Lyosha'nın çocukluğundan itibaren neler yaşadığını tahmin etmek çok güç. Çocukların ve hatta yetişkinlerin bile acımasız olabildiği bir dünyada, böyle yara izleri ile okula gitmek zorunda kalmak...
Lyosha, "Küçükken insanlardan nefret ederdim. Bana hayvan muamelesi yapıldığını düşünürdüm" diye özetliyor o yıllara dair hislerini ve devam ediyor:
"İnsanlar bilmedikleri bir şey nedeniyle korkuyor ya da nefret etmeyi seçiyor.
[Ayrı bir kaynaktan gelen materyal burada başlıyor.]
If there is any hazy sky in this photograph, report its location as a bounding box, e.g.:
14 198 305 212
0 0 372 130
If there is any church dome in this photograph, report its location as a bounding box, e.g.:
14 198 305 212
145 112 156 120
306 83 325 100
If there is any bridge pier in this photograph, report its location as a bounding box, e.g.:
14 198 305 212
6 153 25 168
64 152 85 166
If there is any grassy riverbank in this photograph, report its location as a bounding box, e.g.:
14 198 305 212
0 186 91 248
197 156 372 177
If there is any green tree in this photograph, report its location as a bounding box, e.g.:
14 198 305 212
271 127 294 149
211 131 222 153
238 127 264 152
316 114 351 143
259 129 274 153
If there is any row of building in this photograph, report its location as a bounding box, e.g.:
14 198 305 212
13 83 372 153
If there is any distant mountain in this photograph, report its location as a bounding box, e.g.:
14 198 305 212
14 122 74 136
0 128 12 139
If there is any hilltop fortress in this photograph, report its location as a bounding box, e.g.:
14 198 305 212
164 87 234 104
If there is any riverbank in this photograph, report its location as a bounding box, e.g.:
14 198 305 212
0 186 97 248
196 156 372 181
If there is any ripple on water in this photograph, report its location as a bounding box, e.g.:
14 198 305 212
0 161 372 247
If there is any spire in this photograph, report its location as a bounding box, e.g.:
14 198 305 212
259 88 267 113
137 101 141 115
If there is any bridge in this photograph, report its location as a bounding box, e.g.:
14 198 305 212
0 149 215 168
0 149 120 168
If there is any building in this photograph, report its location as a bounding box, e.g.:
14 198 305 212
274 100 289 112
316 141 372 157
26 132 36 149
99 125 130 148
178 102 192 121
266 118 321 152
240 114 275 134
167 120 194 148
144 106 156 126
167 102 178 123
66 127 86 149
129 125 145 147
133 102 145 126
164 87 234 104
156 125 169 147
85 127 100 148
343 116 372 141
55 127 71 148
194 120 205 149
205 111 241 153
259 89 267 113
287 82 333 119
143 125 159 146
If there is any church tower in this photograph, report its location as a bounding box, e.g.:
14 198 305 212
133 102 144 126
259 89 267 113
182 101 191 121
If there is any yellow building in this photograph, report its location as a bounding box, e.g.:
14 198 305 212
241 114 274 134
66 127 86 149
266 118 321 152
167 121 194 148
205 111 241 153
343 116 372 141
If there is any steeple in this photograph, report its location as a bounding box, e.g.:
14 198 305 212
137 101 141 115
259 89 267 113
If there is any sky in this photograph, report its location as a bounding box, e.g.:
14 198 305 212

Bazıları da merak ediyor ve seni tanımak istiyor.
"Bir noktada psikolojiye ilgi duymaya başladım. Bazı şeylere anlam vermeme aracı oldu. Ve zamanla nefretim de yok olmaya başladı, bıraktım."
Lyosha "ikinci şans" ya da "şanslı kurtuluş" başlıklarındaki konuşmalara hiç ilgi duymuyor.
Bu nedenle bu trajedinin hayatını değiştirip değiştirmediği ile ilgili sorumu omuz silkerek yanıtlıyor:
"Benim tercihim değildi, çok küçüktüm. Ne olduysa oldu. Eğer sonuç farklı olsaydı, ya ölü olurdum ve zaten hiçbir şey olmazdı ya da Buryatya'da kalır hayatıma devam ederdim. Hepsi bu."
Lyosha'nın bu tavrı beni çok şaşırtıyor. Kendisine ve çevresindeki dünyaya gülen biri o. Suçlayacak birilerini aramıyor, korkmuyor, sadece hayatını yaşıyor.
16 yaşındaki gencin, ateşe karşı olan tavrı da şaşırtıcı.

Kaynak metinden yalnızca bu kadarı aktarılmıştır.